Spotify has reported another quarter of record profits, marking a notable achievement a year after the company first increased the prices of its Premium subscription plans.
The Swedish audio streaming service disclosed an operating income of 266 million euros ($289 million) for the second quarter, in stark contrast to a loss of 247 million euros ($268 million) during the same period last year. Additionally, the number of monthly active users has surged by 14% year-over-year, reaching 626 million.
CEO Daniel Ek expressed enthusiasm for the company’s growth and innovation, stating, “It’s an exciting time at Spotify. We keep on innovating and showing that we aren’t just a great product, but increasingly also a great business. We are doing so on a timeline that has exceeded even our own expectations. This all bodes very well for the future.”
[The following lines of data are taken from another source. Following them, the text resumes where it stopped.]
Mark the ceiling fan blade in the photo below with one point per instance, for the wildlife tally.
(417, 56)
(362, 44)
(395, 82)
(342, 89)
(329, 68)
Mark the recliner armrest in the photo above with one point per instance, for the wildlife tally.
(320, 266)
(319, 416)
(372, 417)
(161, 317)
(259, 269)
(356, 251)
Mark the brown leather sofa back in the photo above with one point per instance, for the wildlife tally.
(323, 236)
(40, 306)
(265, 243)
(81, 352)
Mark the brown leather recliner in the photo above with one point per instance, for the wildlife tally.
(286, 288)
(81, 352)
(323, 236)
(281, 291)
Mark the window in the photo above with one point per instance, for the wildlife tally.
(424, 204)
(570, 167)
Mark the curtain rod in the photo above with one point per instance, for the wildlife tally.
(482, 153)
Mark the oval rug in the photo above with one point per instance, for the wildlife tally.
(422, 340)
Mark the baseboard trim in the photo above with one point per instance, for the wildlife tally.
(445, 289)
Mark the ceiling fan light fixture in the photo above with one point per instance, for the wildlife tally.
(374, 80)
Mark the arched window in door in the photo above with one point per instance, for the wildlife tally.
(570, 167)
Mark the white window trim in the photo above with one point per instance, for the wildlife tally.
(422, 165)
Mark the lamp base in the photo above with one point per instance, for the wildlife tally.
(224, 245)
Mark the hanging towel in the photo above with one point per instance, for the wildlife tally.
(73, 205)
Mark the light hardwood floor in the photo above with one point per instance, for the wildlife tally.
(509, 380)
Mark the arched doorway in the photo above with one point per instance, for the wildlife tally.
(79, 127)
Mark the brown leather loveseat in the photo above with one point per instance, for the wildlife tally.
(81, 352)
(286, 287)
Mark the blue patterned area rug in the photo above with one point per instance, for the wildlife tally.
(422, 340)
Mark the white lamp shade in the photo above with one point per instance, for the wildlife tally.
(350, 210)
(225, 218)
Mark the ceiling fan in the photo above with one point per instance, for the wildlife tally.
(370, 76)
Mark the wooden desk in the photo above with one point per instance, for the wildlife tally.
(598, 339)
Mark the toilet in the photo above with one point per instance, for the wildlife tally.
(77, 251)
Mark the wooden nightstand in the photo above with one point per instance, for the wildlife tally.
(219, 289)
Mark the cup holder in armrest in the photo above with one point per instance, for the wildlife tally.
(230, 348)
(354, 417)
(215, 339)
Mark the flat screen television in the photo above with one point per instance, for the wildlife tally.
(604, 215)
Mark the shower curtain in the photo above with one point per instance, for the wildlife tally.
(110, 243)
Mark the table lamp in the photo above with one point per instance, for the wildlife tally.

Following the positive earnings report, Spotify stock surged nearly 14% in pre-market trading on Tuesday.
In June, Spotify announced that it would be raising prices for its Premium subscriptions in the U.S. Effective this month, individual plan users will see an increase of $1, bringing the monthly cost to $12. Duo plan users will pay $2 more, totaling $17, while Family plan users will face a $3 increase, resulting in a $20 monthly fee. This change follows a price hike last July, the first in 13 years, which averaged $1.
Despite the price adjustments, Spotify experienced a net addition of seven million subscribers in the quarter, exceeding its own expectations by one million.
As the leading audio streaming platform globally, Spotify users demonstrate the lowest cancellation rates compared to other audio and video streaming providers, according to Bloomberg analysis.
However, the company’s financial journey has not always been smooth. In 2022, Spotify’s stock value plummeted by more than two-thirds as it struggled with multiple quarters of operating losses. In January 2023, the company announced a workforce reduction of 600 employees, followed by an additional layoff of approximately 1,500 jobs, representing around 17% of its workforce less than a year later.